会長挨拶

 2014年と2015年の2年間、会長を務めることになりました。学生時代から現在に至るまで本学会に育てていただき、日本の植物バイオテクノロジーの歩みを本学会の発展とともに見てきましたが、これからは、これまでの学会の伝統を引き継ぐと同時に、社会と世界に開かれた学会として新たな方向性も模索してゆきたいと思います。小泉望幹事長、庄司翼会計幹事、溝口剛編集委員長を始め、他の新幹事とも協力・相談しながら、滞りない学会運営を目指します。

 日本植物細胞分子生物学会は前身を日本植物組織培養学会として1981年に発足しました。急速に広がりつつある植物組織培養技術と新しい技術として期待されていた遺伝子工学を我が国の植物科学研究者に普及させ、その成果を社会に還元することを視野に、異なる分野の研究者が集まって、学会を発展させてきました。学会の一つの転機となったのが、1995年に学会名を現在の名称に変更した時期です。当時、「植物バイオ」という夢の技術から生まれた遺伝子組換え植物が社会に容易には受容されないことが明白となり、一方で、分子生物学から分子遺伝学、ゲノム生物学へと生物を深く、広く解析する学問が次々と台頭してきました。本学会がテクノロジーを基盤とする応用分野を主眼とするのか、どんどん深化し巨大化する基礎生物学をおろそかにしないというメッセージを明瞭に打ち出すのか、議論がなされました。学会名に基礎学術領域志向を残しつつ、学会誌名「Plant Biotechnology」に本学会の特質を見ることができます。

 生命科学分野における技術革新は生物や環境に対する研究方法を大きく変革し、最先端研究がより専門化、複雑化、大規模する結果となりました。本学会の関連技術に関しては、New Plant Breeding(NBT)技術が実用化に向けて大きな注目を集めており、遺伝子組換え作物の枠組みを超えて、植物バイオの転機になる可能性があります。一方、次世代シーケンサー技術の普及により、薬用植物や作物個別品種などの多様な植物系統のゲノム解析が現実的になってきました。各種オーミックス解析技法と組み合わせることにより、本学会員が扱う多種多様な植物材料へ最先端技術を適用することが可能となってきています。しかしながら、中小規模の研究室では高価で大規模な先端技術基盤を自ら開発し運用することは非常に困難です。本学会の年会やシンポジウムが最先端技術の普及の場となり、共同研究などを通して、できるだけ多くの学会員に技術革新の恩恵が行き渡ることを願っています。
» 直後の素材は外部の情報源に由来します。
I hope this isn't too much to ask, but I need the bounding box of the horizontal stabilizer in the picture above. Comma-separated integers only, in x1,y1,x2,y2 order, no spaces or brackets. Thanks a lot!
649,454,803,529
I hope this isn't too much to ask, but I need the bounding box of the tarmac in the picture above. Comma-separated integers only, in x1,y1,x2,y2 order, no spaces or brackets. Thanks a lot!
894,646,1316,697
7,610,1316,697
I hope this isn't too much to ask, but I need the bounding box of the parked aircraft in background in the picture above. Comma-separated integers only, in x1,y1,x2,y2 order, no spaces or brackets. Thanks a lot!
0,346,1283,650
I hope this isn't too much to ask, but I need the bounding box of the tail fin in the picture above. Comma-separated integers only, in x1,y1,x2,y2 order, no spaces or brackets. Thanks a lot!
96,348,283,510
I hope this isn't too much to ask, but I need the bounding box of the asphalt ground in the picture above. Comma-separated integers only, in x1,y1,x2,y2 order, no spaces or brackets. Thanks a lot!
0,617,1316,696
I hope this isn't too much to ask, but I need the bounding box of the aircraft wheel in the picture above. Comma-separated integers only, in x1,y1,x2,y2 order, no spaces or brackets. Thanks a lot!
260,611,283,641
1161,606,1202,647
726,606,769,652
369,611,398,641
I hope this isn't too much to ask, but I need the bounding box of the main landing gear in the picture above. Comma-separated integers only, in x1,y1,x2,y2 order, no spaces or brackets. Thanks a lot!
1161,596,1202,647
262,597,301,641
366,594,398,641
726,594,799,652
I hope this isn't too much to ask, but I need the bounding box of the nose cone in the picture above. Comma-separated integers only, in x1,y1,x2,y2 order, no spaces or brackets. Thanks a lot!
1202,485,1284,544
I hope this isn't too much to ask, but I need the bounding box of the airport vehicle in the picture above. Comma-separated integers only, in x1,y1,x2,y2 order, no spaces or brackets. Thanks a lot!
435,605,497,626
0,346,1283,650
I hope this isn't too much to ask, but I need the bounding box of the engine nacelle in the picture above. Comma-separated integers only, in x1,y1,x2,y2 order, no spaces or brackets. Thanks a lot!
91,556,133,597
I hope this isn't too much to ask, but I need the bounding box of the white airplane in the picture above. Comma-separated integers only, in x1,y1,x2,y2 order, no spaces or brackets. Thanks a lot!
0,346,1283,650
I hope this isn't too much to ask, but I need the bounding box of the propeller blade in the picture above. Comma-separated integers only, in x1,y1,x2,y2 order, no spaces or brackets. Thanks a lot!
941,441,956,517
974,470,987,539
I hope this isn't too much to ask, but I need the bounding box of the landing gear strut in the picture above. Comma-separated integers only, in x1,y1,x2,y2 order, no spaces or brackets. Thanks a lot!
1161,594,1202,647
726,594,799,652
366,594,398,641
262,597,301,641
 学会30周年(2011年)を機に、ロードマップが作成され、幾つかのワーキンググループにより学会のあり方や活動方針について活発な議論がされてきました。そこから上げられてきた意見や提言を尊重しつつ、2年間の学会運営を進めてゆきますが、とりわけ2つの懸案について検討したいと思います。1つ目は、学会の法人化の是非についてです。以前にも、本学会評議員会において法人化について少し議論がなされましたが、他の国内学会の動向を見ながら、検討することになっていました。現在、幾つかの学会が法人化する一方で、法人化しない学会も存在します。本学会にとって、法人化するのが得策なのかについて、充分な議論のうえ、本学会の方針を決定する予定です。2つ目は、学会の国際化に関してです。多くの国内大学院では、日本人大学院生が減少する一方、東南アジアを中心とした外国人留学生の割合が増加しています。留学生にとって参加しやすい学会(大会)に変えてゆく必要性があるのに加えて、海外の関連学会との連携も深めてゆくことが望まれます。本学会と韓国植物バイオテクノロジー学会とは、定期的に合同シンポジウムを開催していますが、学会全体の活動としては学会員に認知されていないようです。このような活動を一歩進めて、数年に一回の頻度で合同大会を開催する可能性について、相手学会と話し合いを始めたいと考えています。

 日本植物細胞分子生物学会のさらなる発展に向けて、執行部が一丸となって取り組んでゆきますので、会員の皆様にはご協力をよろしくお願いいたします。